Les gouvernements qui veulent avoir la mainmise sur l’Internet ne s’arrêteront pas à Dubaï. Au niveau national, la plupart de ces pays continueront à réprimer d’une main de fer les activités de leurs citoyens sur le Net et chercheront par tous les moyens à obtenir le blanc-seing de l’ONU pour parvenir à leurs fins. Le débat est loin d’être achevé et risque de se polariser encore davantage. Nous devons continuer à faire pression en faveur du maintien des mécanismes multipartites qui régissent actuellement l’exploitation de l’Internet, où toutes les parties concernées ont voix au chapitre.

Aussi, une bonne dose de vigilance et d’engagement de la société civile sera-t-elle nécessaire pour préserver l’accès libre et ouvert à Internet et garantir, ainsi, la protection continue de l’activité économique, des travailleuses et travailleurs, de l’environnement et des droits humains à l’échelle mondiale.

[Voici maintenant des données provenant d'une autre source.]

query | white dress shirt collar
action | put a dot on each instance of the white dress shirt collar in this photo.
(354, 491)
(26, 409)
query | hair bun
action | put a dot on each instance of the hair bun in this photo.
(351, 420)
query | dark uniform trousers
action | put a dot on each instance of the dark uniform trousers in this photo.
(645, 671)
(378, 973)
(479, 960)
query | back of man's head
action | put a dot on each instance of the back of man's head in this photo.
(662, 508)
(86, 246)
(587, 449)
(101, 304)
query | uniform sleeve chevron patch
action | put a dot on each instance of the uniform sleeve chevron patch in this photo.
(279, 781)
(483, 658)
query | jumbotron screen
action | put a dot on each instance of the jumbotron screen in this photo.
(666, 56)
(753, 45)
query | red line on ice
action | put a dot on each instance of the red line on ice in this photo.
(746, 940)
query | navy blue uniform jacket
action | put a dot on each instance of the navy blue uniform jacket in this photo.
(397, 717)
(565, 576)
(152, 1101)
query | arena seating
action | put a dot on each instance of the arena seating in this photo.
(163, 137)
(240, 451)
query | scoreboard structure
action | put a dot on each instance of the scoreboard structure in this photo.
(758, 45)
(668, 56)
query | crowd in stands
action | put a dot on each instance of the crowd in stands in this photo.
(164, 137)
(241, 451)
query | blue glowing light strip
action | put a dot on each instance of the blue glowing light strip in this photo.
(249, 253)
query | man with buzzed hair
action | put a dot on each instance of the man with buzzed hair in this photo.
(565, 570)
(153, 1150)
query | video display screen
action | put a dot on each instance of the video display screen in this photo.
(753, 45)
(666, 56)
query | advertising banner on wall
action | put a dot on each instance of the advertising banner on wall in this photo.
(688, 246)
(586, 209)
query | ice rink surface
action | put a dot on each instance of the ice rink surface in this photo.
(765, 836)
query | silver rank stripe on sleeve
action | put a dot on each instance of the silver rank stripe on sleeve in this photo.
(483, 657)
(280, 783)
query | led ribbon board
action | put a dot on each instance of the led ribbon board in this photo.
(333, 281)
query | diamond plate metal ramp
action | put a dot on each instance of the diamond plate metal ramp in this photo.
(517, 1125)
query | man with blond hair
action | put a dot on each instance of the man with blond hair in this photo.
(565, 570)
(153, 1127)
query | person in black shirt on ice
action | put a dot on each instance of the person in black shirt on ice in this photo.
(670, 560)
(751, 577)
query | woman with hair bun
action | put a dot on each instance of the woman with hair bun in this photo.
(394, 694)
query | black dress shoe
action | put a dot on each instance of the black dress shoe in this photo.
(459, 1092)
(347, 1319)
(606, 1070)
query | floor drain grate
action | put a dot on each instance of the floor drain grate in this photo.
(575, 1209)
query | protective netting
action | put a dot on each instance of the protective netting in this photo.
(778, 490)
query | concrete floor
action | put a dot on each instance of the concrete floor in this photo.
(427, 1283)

Les Nations unies ont, elles-mêmes, un rôle déterminant à jouer en ce sens et devraient soutenir plus activement des institutions comme le Forum multipartite sur la gouvernance de l’Internet.

La CSI et Greenpeace ont adressé des messages en votre nom au secrétaire général de l’ONU, Ban Ki-Moon, où elles attirent l’attention sur le caractère non transparent des activités de l’UIT. Ces lettres ont eu leur part d’influence en ce qu’elles ont signifié à l’ONU que l’UIT est en train de transgresser son mandat.
http://www.ituc-csi.org/IMG/pdf/ltr_un_sg_ban_ki-moon_27-11-12.pdf
http://www.ituc-csi.org/IMG/pdf/letter_to_sg_un_ban_ki_moon.pdf

Frank La Rue, rapporteur spécial de l’ONU sur la liberté d’expression, soutient pleinement notre position.
http://www.un.org/apps/news/story.asp?NewsID=43813&Cr=internet&Cr1=#.UNMvUHeWTq4

La société civile doit être prête à pousser l’ONU dans la bonne direction et à prendre activement part aux futurs débats sur la gouvernance de l’Internet.

Il reste de nombreux autres enjeux critiques auxquels il faudra s’attaquer dans le domaine de la liberté d’expression, notamment les préoccupations liées à la propriété intellectuelle et l’ouverture de l’accès au Net aux milliards de personnes qui n’en bénéficient pas encore à l’heure actuelle. L’UIT a clairement démontré qu’elle n’était pas le forum adéquat à cette fin. Il est d’autant plus primordial que la communauté constituée de l’ensemble des parties prenantes, celle-là même qui a contribué au développement et à l’essor du Net, reste active et maintienne son autonomie vis-à-vis des intérêts commerciaux, qui ne voient dans l’Internet qu’une source de lucre.

Nous vous remercions encore une fois de votre précieux soutien. Clairement, la bataille est loin d’être gagnée. À l’approche de la nouvelle année, nous devons nous préparer à porter en avant notre campagne avec une vigueur renouvelée et nous vous tiendrons informé(e)s de ce que vous pouvez faire pour nous aider à défendre la liberté du Net.